Recreating School at Home

Most of us, when we step into the world of Home Education, start off with the belief that all education ought really to look like our own education experience. Maybe a bit more organised, timetabled, colour coded. Workshops, worksheets, highlighter pens and ALL the resources. We think about what the Local Authority may have to say about our provision, and sometimes, in the early days when the weight of our decision is heavy, and we doubt our ability to support our children in their learning journeys, we forget that it is our young person who will eventually be the judge of their educational experience, and no-one else. And that they will, if given the opportunity, shape it to fit them just fine.

There is no Average Day!

One of the most frequently asked questions in our local home ed groups by brand new home educating families is “what does your average home ed day look like”, to the great chorus of “there isn’t an average day” because all days bring unique learning opportunities when you understand that there is learning to be had in everything, everywhere, all the time. The hardest part of our journey was acknowledging that the child centric model of education, where the interests of the child are followed and supported and parents are facilitators of education, not teachers, is hugely more successful in nurturing a lifelong love of learning, than attempting to replicate the four walls of a classroom, however inspiring the classroom manager happens to be. One size fits all education was a great experiment, but as we evolve and grow as a human collective, recognising the changing needs of our societies and the importance of wellbeing and mental health over academic “achievement” is a vitally important conversation. Priorities are shifting, as well they should. What cost is a life lived under pressure to be the best, or better, to hit attainment targets and be constantly compared with others, against a life where there is time to explore interests, to develop passions, to have autonomy over mind and body, and where the only person you need compare yourself with, is you.

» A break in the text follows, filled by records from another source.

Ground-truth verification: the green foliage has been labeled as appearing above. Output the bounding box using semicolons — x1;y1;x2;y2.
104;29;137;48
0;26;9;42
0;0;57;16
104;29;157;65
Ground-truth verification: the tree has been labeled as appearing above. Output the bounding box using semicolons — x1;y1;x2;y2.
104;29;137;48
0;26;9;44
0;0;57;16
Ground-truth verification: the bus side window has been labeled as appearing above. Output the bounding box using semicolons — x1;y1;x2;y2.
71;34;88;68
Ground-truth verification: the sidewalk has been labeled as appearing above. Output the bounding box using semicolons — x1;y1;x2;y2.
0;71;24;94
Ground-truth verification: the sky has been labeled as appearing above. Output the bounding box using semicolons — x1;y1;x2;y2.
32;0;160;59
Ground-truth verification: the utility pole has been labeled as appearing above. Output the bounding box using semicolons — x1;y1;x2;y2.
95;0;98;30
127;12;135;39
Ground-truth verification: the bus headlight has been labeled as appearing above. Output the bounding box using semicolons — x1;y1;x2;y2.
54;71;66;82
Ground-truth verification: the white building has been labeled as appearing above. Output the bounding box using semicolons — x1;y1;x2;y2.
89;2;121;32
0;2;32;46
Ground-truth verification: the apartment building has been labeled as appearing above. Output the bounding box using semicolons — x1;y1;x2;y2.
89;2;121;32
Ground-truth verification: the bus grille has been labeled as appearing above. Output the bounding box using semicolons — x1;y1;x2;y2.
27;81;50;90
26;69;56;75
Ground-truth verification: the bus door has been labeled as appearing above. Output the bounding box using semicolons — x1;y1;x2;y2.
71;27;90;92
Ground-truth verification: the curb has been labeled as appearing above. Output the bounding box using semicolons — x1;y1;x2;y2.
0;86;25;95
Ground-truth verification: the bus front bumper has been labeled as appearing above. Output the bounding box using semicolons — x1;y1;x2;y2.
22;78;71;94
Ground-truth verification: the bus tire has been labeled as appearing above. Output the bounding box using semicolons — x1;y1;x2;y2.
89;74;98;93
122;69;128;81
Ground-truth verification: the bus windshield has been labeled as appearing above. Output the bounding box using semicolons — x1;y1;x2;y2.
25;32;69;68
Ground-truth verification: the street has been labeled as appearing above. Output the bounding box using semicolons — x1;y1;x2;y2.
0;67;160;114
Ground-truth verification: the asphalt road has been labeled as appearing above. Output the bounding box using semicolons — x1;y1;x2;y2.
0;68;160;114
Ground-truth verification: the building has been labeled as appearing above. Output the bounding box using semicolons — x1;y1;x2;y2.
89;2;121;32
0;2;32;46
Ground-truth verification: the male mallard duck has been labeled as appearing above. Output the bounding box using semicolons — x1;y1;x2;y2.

Barefoot and Joyful Education

Seven years in, as a single parent of two home educated children, it is still a wonder and a joy and a privilege to me I get to step out in their journey with them, supporting them to explore, to find the things they love and want to put energy to, to see them bloom as they find their place in the wonderful wild world. And whether they are exploring the treasures of a museum, climbing the highest hills with their friends, chatting with volunteers at the zoo or running, sure footed, bare toed, through Autumn woods, our Home Educated children have the educational freedom that we should always seek to gather up, to honour, and to protect.

If you are thinking of stepping out of Mainstream education and into the wonderful world of Home education, reach out to your local groups for support, ask questions, and know from one who has been there, that the hardest part of the journey will be unravelling your own beliefs about what education should look like, and that once you start to follow your child’s interests, you’ll find your way. Maybe we’ll see you, barefoot and joyful, in the woods one day soon?